A Sobering Obligation

April 1, 1962

Space is a new frontier for all the world. We are facing an opening into a realm which has no bounds. Man is on the threshold of an expansion era which dwarfs every previous opening into new territories of his earth and his knowledge. Our minds are so attuned to experience, to the practice of trying to see ahead in terms of what we have observed directly, that it is difficult to project our thoughts to a future in which man is no longer bound to his earthly home.

Man dreamed of flying for centuries, but from Daedalus through da Vinci until the Wright brothers, he lacked one thing—an energy source sufficiently concentrated to be carried aloft to propel him. His first engines were enough to push him around, as long as he was buoyed up by the air. With more powerful engines, he moved into the thinner air above. Rocketry brought engines that enable him to leap above the air and beyond the pull of gravity. He can now be free to travel where he wishes.
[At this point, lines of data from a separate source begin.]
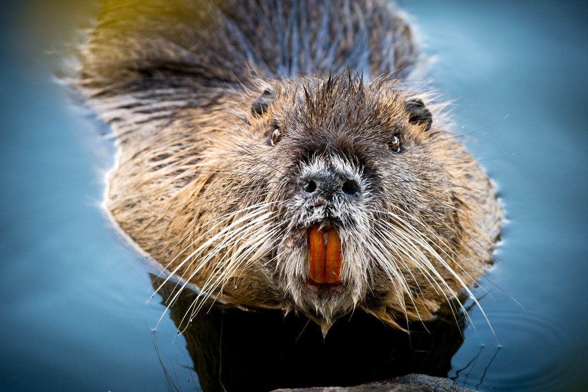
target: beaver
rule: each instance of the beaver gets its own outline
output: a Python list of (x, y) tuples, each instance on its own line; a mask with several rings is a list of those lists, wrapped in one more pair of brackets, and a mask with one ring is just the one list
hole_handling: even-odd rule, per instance
[(119, 149), (105, 202), (200, 296), (425, 320), (492, 260), (501, 207), (384, 0), (106, 0), (78, 85)]

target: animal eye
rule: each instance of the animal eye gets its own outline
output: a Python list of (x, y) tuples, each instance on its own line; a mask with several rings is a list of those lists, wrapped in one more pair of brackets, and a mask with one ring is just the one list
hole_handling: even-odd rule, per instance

President Kennedy, in characteristically direct fashion, has said that space is a new ocean and America must sail on it. Where we go, what we find beyond the blue horizon of the aerospace, is no more clear to us today than was Queen Isabella’s vision in 1492 of what might follow the opening of a path into then-unchartered seas.

The one thing about which we can be sure as the space age unfolds is that we can’t really be sure about anything—except the fact that man will master this new medium, some­way, somehow, sometime—and soon. What he will gain from his space venture is no more predictable than have been the dividends from the steam engine, or the discovery of oil, or learning to fly, or, more recently and still not predictable, the release of nuclear energy.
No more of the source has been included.